Sabri Akgönül

Her hücrenin rüyası, iki hücre olmaktır.

François Jacob

Hepimiz Gogol’un Palto’sundan çıktık, diyordu Dostoyevski. Ne yapmıştı Gogol? Büyük şehrin sıradan ve düşük rütbeli memurlarını anlatıyordu; yarattığı kahramanların çoğu psişik birer vaka idi; esas kahramanları kendi sınıflarından hoşnutsuzlardı, bu küçük insanların sınıfsal farklardan ötürü inceden inceye kanayan yaralarına ve yükselme hırslarına birçok komiklik öğesi karıp, sevimli mi sevimli, fantastik bir anlatı tekniği kurmuştu Gogol. Gogolyen gelenek içerisinde kendisini konumlandıran Dostoyevski, 1846’da, Öteki isimli romanında, komiklik öğeleri karılmış fantastik anlatıyı bir adım öteye taşıyor: Bu küçük insanların yaşadığı trajediyi göstermek. Ayrıca Öteki Gogol’un Burun isimli öyküsünün genişletilmiş bir tragedyası sayılabilir; hem anlatım tekniği hem de işlenilen konu ciddi benzerlikler taşıyor. Öteki’de dokuzuncu dereceden bir devlet memuru bir adamın mensubu olduğu alt sınıftan kaçma ve yüksek sınıfa dâhil olup kabul görme arzusunun başarısızlıkla ve hatta büyük kepazeliklerle sonuçlanan trajik hikâyesi anlatılmakta. Kitabın alt başlığı ise tam tragedya türüne yakışır cinsten: Bir Petersburg Destanı.

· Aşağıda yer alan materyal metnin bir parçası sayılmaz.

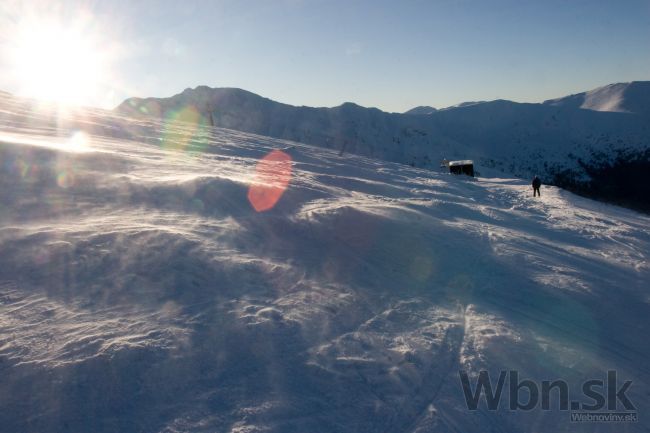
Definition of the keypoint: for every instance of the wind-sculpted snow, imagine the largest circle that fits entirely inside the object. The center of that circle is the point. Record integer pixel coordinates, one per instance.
(140, 290)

Roman isminin Türkçedeki tercüme serüveni çeşitli tercihlerle dolu. Birden fazla tercümesi olan kitabın ismi bir yayınevince Öteki, diğerince Öteki Ben, başka yayınevince İkiz olarak sunuluyor. Mezkûr kitaptan bahsedilen bazı yazılarda ise Benzer olarak Türkçeleştiriliyor. Dört karşılığın da doğru ve makbul olduğunu düşünüyorum.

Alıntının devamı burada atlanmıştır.